On Thursday evening, California Gov. Gavin Newsom issued a statewide shelter in place order.

Portland-area health officers had said several hours earlier they didn't think that was yet necessary.

"We weighed in recently on the question of whether our elected officials should consider a shelter in place order similar to that in the San Francisco Bay Area," said the officers, led by tri-county health officer Dr. Jennifer Vines, in a joint statement this afternoon.

Typically, Vines noted, shelter in place orders are used for short-term disruptions, such as hurricanes, fires, earthquakes or other disasters of shorter duration. Nobody knows how long the COVID-19 pandemic will last, and health officials described the physical and mental health risks of forcing people to remain inside.

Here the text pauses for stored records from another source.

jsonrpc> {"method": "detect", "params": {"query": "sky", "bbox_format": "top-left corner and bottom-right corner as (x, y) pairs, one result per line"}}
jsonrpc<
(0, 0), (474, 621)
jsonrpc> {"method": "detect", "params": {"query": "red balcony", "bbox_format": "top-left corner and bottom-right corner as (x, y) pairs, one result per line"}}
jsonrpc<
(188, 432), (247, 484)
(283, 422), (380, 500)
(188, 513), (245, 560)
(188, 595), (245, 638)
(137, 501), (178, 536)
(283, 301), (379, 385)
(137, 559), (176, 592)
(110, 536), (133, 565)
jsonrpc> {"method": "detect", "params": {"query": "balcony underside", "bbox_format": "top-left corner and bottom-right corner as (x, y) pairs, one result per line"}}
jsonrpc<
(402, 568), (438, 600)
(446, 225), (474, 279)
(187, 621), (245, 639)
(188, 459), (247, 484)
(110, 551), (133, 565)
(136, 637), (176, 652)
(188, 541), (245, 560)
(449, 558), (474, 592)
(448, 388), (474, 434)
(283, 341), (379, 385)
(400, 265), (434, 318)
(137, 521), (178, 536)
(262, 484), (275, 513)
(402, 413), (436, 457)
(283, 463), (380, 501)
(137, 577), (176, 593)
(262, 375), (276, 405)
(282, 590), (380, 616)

"To be clear, we fully support the spirit of such an order and strongly encourage everyone to avoid all types of gatherings of more than 20 people, and smaller is better," they said. "We support physical distancing and policies that support limiting interactions in workplaces and businesses. That said, we are obligated to carefully consider the effect of such a policy on our population, including the downsides. There are unintended consequences to a local or statewide shelter in place order that can disproportionately affect marginalized populations in rural and urban parts of our state."

In response to questions from reporters, Vines and her colleagues from other counties explained their thinking.

Vines said she understood why Mayor Wheeler would prepare such an order.

"Elected officials feel a huge responsibility," she said.

But clearly the concept of ordering people to practice social distancing is a step beyond merely asking them to do so.

"We are obligated," Vines added, "to make sure we have put in place a policy of allowing people to comply voluntarily first."